Fossati, F. De Andrè). Ha effettuato tournèes in tutta
Europa e Canada partecipando a varie trasmissioni radiofoniche e
televisive.
Maurizio Martinotti
Ideatore e coordinatore nella produzione di TransItalia, è
uno dei principali responsabili del revival in Italia di un'antico
strumento tradizionale, la ghironda: di questo strumento ha tenuto
corsi in Italia, Germania, Spagna, Portogallo. Ha fondato e guidato
diversi ensembles di musica tradizionale ( La Ciapa Rusa, Ensemble
del Doppio Bordone, Tendach'nt, Padus): con questi gruppi ha inciso
8 dischi e si è esibito in Europa e Nord America. E' direttore
artistico di EthnoSuoni, che organizza Folkermesse, una delle più
longeve ed importanti rassegne italiane di musica etnica: TransItalia
è nata proprio come produzione originale dell'edizione '97,
la XIV, di Folkermesse.
Moni Ovadia
Il regista di TransItalia è nato come musicista folk: in
questa veste ha fatto parte di ensembles quali l'Almanacco Popolare,
il Gruppo Folk Internazionale, l'Ensemble Havadià, con i
quali ha inciso dischi e tenuto concerti in Italia e all'estero.
Ha poi rivolto il proprio interesse alla cultura ebraica ed al teatro,
realizzando diversi spettacoli di grande successo, alcuni dei quali
coprodotti con il Piccolo Teatro di Milano, nei quali la musica
Klezmer costituisce elemento costante e spesso portante.
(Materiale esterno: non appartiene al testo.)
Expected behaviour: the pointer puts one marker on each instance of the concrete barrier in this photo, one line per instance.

E' stato
insignito del Premio UBU '96 per la riuscita fusione fra musica
e teatro, e del Premio Nazionale dell'Associazione dei Critici per
il lavoro sulla cultura ebraica: nel '95 ha ricevuto dalle mani
del sindaco di Firenze il sigillo "Pax et Libertatis Defendor".
Recensioni
"È un evento musicale e culturale di grande livello.
Niente Asia, niente Africa,niente suggestioni celtiche:solamente
la grande musica tradizionale delle varie regioni d'Italia.L'opera
è pronta per essere presentata in tutti i più importanti
festival di world music.Che sia l'occasione tanto attesa per far
conoscere ed apprezzare il nostro patrimonio etnico fuori dei nostri
confini?"( Il Buscadero, luglio '97).
"E' stato come un sogno avverato. Ed è stata veramente
grande musica, emozionante, intensa fin dall'attacco corale. Forse
la cosa più sorprendente è stato proprio l'incredibile
successo che ha ottenuto. Era dall'epoca gloriosa del folk revival
che non si vedevano scene di tale entusiasmo." (Felice Liperi,
Musica, 2 luglio 1997).
"Il 6 giugno a Vercelli si è svolto un evento, non
solo per la musica popolare, ma per tutta la musica italiana. Sono
state due ore e un quarto di grande musica, coinvolgenti, vitali.Il
successo è stato davvero notevole. Il pubblico ha risposto
con grande partecipazione, con modalità quasi da concerto
rock.Suggeriamo a Rai Uno di trasmettere il concerto al posto di
una delle serate del prossimo festival di San Remo." (Enrico
Deregibus, L'Isola che non c'era Luglio '97).